Effect of Double Emulsion Technique and Utılızatıon of Buttermilk Powder as Emulsifier on Ice Cream Quality
Özet
Ice cream product is a remarkably intricate physicochemical system emerges, comprising partially frozen foam, ice crystals, emulsified oil, a blend of true and colloidal solutions, and a liquid phase. This multifaceted composition holds direct significance for the consumer. Quality factors of ice cream such as shape retention, melting rate, color and volume increase are the leading factors. The formulation of the ice cream and the specific processing conditions employed have a substantial impact on these microstructural components, influencing factors like melting and sensory attributes. Emulsifiers play an important role in improving the aeration characteristics of ice cream and supporting the interaction between oil and water, providing the desired creaminess and resistance to melting.
Conventional emulsion technique such as homogenization process is used to break down fat globules into smaller sizes, enhancing their dispersion. In recent years, utilization of multiple/double emulsion techniques that offer the potential to enhance the structural integrity in food gain attention.
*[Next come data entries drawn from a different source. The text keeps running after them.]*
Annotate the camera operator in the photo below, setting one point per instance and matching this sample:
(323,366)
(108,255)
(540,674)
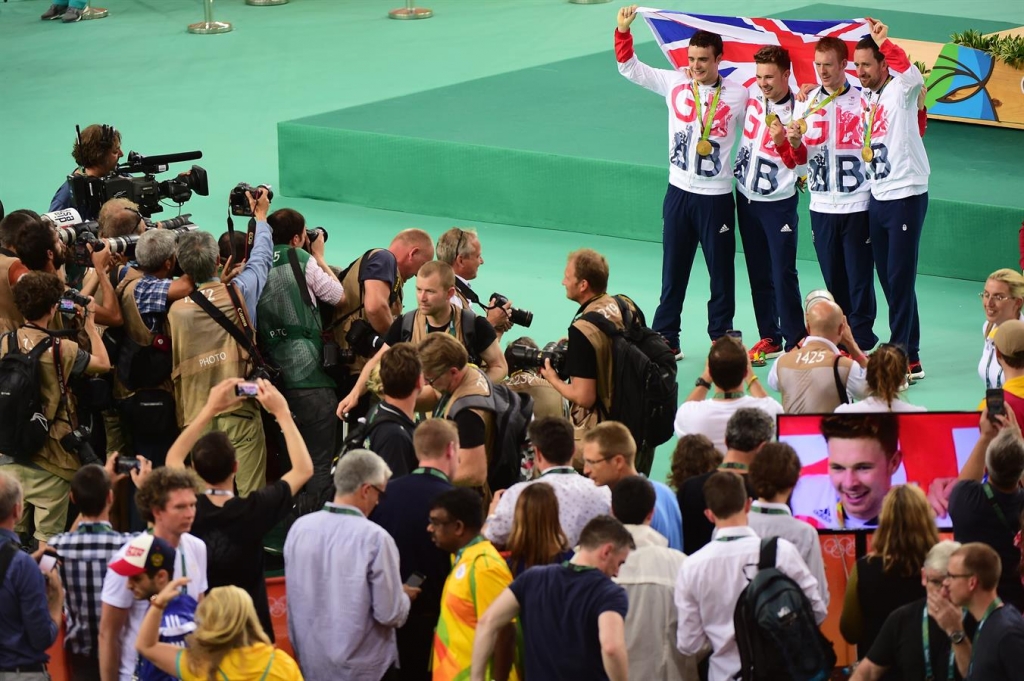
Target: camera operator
(96,151)
(434,313)
(373,292)
(547,401)
(461,249)
(142,385)
(47,476)
(205,352)
(290,333)
(588,360)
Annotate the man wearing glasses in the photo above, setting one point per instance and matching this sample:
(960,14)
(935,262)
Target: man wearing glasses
(345,596)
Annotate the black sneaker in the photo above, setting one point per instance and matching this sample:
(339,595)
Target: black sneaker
(54,12)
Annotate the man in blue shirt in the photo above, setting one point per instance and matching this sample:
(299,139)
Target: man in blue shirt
(30,601)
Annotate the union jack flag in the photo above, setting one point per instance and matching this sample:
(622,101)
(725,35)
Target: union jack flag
(742,37)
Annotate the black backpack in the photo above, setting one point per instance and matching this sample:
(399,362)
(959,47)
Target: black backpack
(24,427)
(645,391)
(776,634)
(513,413)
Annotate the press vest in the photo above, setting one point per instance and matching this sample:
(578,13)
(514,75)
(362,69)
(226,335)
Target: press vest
(807,381)
(53,458)
(290,330)
(10,318)
(204,353)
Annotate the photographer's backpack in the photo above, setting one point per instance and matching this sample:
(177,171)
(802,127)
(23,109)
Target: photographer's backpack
(513,413)
(776,633)
(24,427)
(645,390)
This study intends to conduct a comparative analysis between the widely employed emulsifier and a natural alternative, buttermilk powder, with regards to their impact on the quality attributes of ice cream. Furthermore, the study seeks to investigate the influence of various processing methods, including homogenization pressure and overrun values, on the quality of the final ice cream product. Additionally, the research delves into enhancing emulsion effectiveness through the implementation of the double emulsion technique and assesses its effects on the quality of ice cream throughout its shelf life.
The initial phase of this study encompassed four distinct ice cream mix formulations, each assessed under varying homogenization (150, 250 bar) conditions and with three different overrun levels (40, 70, 100%). These formulations were analyzed, with a specific focus on comparing recipes that incorporated buttermilk powder against those featuring mono-/di-glycerides. Then, in the second stage of the experiments, the most adequate quantities of buttermilk powder-based recipe were determined, and this recipe was subjected to double emulsion process at three different overrun levels.
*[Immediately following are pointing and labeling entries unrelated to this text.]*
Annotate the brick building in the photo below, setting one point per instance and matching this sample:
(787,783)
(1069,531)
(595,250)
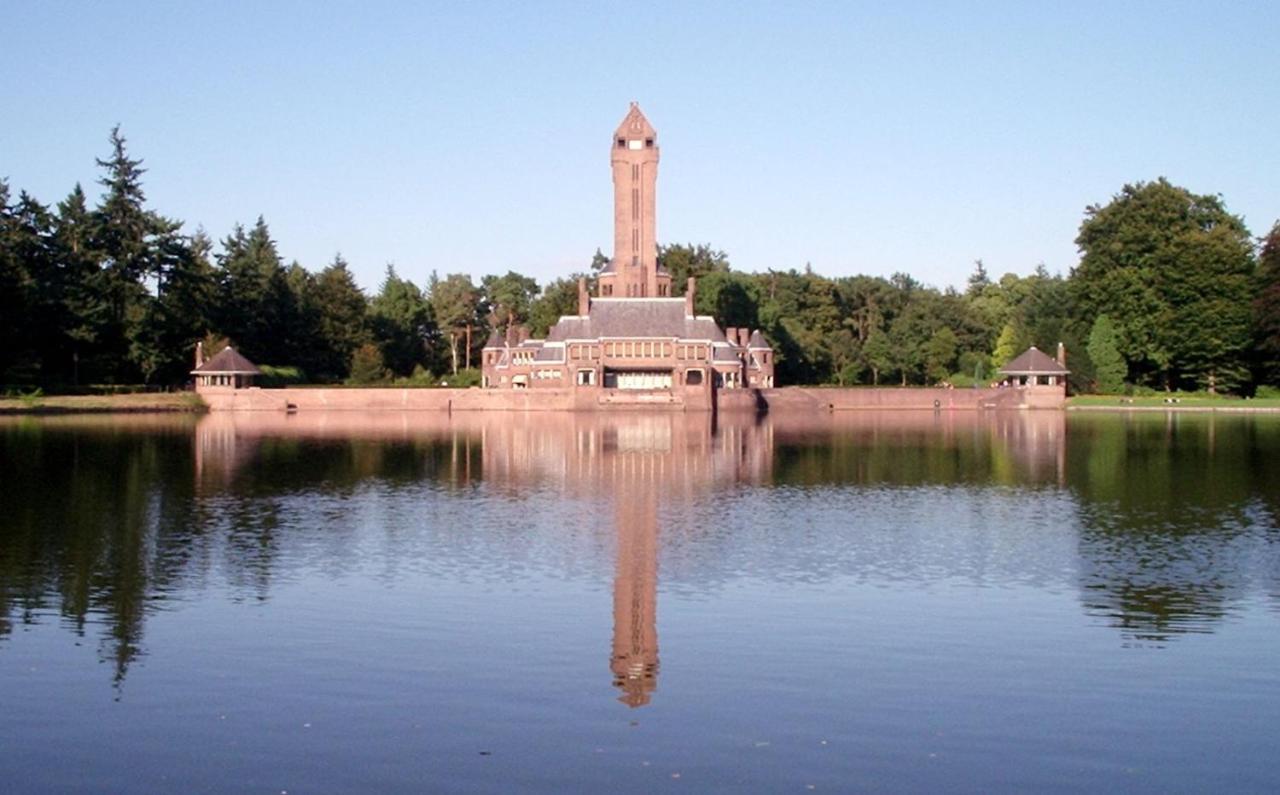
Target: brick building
(632,336)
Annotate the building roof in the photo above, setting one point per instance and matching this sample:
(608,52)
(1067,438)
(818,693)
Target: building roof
(228,361)
(635,126)
(1032,361)
(613,318)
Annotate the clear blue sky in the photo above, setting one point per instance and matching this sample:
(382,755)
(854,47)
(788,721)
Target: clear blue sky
(474,137)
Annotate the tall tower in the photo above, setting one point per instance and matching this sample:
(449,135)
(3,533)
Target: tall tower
(634,272)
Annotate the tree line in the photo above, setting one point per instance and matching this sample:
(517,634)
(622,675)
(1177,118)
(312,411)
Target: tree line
(1171,292)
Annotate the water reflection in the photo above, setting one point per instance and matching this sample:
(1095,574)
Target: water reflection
(1170,522)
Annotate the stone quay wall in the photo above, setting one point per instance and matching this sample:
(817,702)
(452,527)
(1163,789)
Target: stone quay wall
(894,398)
(784,400)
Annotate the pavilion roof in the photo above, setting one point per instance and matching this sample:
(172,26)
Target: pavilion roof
(228,361)
(1033,361)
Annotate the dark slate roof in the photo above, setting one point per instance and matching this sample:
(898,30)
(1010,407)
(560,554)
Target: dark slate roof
(228,361)
(1034,362)
(553,353)
(635,318)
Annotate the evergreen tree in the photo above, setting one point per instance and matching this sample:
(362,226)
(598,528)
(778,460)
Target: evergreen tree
(1266,307)
(124,238)
(1109,365)
(940,355)
(341,311)
(401,323)
(366,365)
(1173,272)
(456,304)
Examination of the rheological properties of the mix reveals that high shear conditions significantly affect the viscosity and consistency coefficient across all recipes (p<0.05). Notably, the double emulsion process employed in leads to an increase in viscosity and consistency coefficient, which in turn has a beneficial impact on the melting properties. The presence of lactose plays a crucial role in resistance to heat shock; Lactose crystallization was detected sensory in heat shock tests in recipes containing high levels of buttermilk powder. By adjusting the lactose content through a reduction in milk solids nonfat helped to control of lactose crystallization, further enhancing the similarity of sensory attributes between commonly used emulsifiers and buttermilk powder. Under double emulsion processing conditions, the recipe containing 6.5% skim milk powder and 4% buttermilk powder showed satisfactory quality properties in terms of properties such as melting, hardness, sensory properties, and resistance to temperature fluctuations at overrun levels of 40% and 70%.
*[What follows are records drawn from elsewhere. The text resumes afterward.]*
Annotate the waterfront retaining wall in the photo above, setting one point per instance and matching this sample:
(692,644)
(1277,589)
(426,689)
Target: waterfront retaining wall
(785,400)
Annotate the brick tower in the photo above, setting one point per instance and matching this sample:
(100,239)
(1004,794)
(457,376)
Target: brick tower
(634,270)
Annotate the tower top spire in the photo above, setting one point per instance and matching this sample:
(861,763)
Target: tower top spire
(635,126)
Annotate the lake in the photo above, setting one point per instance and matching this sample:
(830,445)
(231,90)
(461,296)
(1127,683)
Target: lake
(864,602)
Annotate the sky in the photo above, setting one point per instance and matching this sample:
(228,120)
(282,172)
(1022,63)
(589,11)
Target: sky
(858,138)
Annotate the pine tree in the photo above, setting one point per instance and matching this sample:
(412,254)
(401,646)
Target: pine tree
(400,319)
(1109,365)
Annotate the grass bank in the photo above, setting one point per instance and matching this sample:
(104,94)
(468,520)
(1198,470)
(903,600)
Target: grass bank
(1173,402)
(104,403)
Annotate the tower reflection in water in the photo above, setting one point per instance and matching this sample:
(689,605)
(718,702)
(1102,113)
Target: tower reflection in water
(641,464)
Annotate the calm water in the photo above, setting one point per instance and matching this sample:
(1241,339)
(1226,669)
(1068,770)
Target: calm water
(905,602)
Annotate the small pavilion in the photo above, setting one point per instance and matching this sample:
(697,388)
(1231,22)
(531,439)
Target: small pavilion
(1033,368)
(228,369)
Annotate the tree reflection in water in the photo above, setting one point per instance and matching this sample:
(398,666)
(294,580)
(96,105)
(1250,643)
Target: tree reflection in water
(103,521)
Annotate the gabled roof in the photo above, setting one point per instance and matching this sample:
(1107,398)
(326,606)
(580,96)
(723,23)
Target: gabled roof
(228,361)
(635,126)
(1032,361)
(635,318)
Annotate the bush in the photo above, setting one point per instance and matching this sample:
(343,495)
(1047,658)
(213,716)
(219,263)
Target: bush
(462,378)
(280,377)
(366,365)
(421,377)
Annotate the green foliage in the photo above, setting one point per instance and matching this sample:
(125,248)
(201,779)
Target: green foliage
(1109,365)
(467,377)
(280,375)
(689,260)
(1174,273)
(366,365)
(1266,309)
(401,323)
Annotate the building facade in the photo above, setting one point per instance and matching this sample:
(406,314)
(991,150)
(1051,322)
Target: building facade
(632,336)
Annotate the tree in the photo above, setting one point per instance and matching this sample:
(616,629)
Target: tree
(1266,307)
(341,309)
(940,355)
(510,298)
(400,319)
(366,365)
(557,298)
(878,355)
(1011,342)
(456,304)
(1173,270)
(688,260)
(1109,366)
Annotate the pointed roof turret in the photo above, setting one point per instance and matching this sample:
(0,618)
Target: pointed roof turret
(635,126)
This research could offer significant benefits to ice cream manufacturers aiming to enhance product quality through the creation of cleaner-label ice cream formulations using a two-step double emulsion process. On the other hand, cost in use of butter milk powder is higher than common emulsifiers. In order to balance the operational and recipe cost that will be incurred in the transition to this recipe structure and production model, it would be appropriate to evaluate recipe optimization studies and as well as having production at higher overrun levels.